• Expression of the Xg blood group protein is governed by rs311103, and its minor allele disrupts a GATA motif to cause the Xg(a−) phenotype.

  • These data elucidate the genetic basis of the last unresolved blood group system and make genotyping for Xga status possible.

The Xga blood group is differentially expressed on erythrocytes from men and women. The underlying gene, PBDX, was identified in 1994, but the molecular background for Xga expression remains undefined. This gene, now designated XG, partly resides in pseudoautosomal region 1 and encodes a protein of unknown function from the X chromosome. By comparing calculated Xga allele frequencies in different populations with 2612 genetic variants in the XG region, rs311103 showed the strongest correlation to the expected distribution. The same single-nucleotide polymorphism (SNP) had the most significant impact on XG transcript levels in whole blood (P = 2.0 × 10−22).

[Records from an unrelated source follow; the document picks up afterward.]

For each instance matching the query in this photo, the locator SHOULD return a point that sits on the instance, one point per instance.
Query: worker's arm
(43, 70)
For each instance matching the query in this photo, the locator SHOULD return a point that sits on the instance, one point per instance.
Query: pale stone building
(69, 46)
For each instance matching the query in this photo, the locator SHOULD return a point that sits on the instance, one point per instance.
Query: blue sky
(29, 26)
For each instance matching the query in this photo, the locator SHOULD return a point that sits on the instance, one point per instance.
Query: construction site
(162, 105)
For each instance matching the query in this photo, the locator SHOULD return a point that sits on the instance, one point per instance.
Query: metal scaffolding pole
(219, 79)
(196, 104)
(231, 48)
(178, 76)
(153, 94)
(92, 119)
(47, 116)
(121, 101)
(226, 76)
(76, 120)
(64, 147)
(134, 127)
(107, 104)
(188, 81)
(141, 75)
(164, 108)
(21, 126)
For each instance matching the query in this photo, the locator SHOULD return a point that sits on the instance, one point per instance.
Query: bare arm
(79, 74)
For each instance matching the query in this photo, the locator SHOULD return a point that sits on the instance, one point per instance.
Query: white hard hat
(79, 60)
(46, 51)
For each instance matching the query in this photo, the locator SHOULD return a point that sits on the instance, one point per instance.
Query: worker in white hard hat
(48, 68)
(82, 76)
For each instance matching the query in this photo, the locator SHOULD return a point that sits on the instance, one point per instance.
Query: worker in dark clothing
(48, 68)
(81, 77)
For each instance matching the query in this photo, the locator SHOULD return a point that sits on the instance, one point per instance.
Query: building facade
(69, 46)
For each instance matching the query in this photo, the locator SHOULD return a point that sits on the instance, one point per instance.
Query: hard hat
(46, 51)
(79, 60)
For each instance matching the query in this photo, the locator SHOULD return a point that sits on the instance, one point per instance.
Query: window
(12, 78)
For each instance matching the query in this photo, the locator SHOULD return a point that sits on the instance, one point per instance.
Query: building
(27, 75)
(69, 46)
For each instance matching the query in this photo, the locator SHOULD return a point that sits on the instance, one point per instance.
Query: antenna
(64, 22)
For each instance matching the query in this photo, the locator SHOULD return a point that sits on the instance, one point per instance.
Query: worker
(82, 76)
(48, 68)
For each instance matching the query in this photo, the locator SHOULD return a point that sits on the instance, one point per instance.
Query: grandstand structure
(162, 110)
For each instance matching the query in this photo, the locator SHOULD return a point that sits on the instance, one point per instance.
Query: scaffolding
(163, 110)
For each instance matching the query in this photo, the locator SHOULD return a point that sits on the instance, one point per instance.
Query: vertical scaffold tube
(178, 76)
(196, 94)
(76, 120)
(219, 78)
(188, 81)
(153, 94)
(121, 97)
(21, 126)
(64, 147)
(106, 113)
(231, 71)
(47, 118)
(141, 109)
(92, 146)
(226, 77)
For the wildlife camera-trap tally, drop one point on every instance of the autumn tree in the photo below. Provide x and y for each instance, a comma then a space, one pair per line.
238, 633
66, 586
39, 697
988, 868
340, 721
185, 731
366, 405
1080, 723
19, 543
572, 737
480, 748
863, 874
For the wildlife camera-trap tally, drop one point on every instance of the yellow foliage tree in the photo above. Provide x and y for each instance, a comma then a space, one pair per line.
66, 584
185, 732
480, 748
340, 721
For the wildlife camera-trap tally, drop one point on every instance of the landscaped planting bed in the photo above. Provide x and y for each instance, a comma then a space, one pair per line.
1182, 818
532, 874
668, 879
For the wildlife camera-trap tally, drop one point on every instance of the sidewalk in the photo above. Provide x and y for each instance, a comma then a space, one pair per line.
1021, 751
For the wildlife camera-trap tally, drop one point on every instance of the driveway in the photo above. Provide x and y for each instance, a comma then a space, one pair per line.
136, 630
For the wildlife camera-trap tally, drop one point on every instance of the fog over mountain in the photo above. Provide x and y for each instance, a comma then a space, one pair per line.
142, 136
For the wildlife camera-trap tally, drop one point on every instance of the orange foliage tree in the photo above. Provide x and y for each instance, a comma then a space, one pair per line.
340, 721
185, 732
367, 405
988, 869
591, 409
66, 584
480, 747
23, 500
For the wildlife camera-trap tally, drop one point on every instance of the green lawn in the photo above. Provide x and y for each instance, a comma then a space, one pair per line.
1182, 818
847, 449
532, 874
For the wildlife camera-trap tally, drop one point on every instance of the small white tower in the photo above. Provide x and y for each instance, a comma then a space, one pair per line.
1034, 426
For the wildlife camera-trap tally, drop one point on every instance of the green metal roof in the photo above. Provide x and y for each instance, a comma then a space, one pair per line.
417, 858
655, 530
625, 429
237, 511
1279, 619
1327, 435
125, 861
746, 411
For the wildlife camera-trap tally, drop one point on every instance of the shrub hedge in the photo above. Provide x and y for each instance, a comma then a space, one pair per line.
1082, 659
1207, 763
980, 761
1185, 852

The minor allele, rs311103C, disrupts a GATA-binding motif 3.7 kb upstream of the transcription start point. This silences erythroid XG messenger RNA expression and causes the Xg(a−) phenotype, a finding corroborated by SNP genotyping in 158 blood donors. Binding of GATA1 to biotinylated oligonucleotide probes with rs311103G but not rs311103C was observed by electrophoretic mobility shift assay and proven by mass spectrometry. Finally, a luciferase reporter assay indicated this GATA motif to be active for rs311103G but not rs311103C in HEL cells. By using an integrated bioinformatic and molecular biological approach, we elucidated the underlying genetic basis for the last unresolved blood group system and made Xga genotyping possible.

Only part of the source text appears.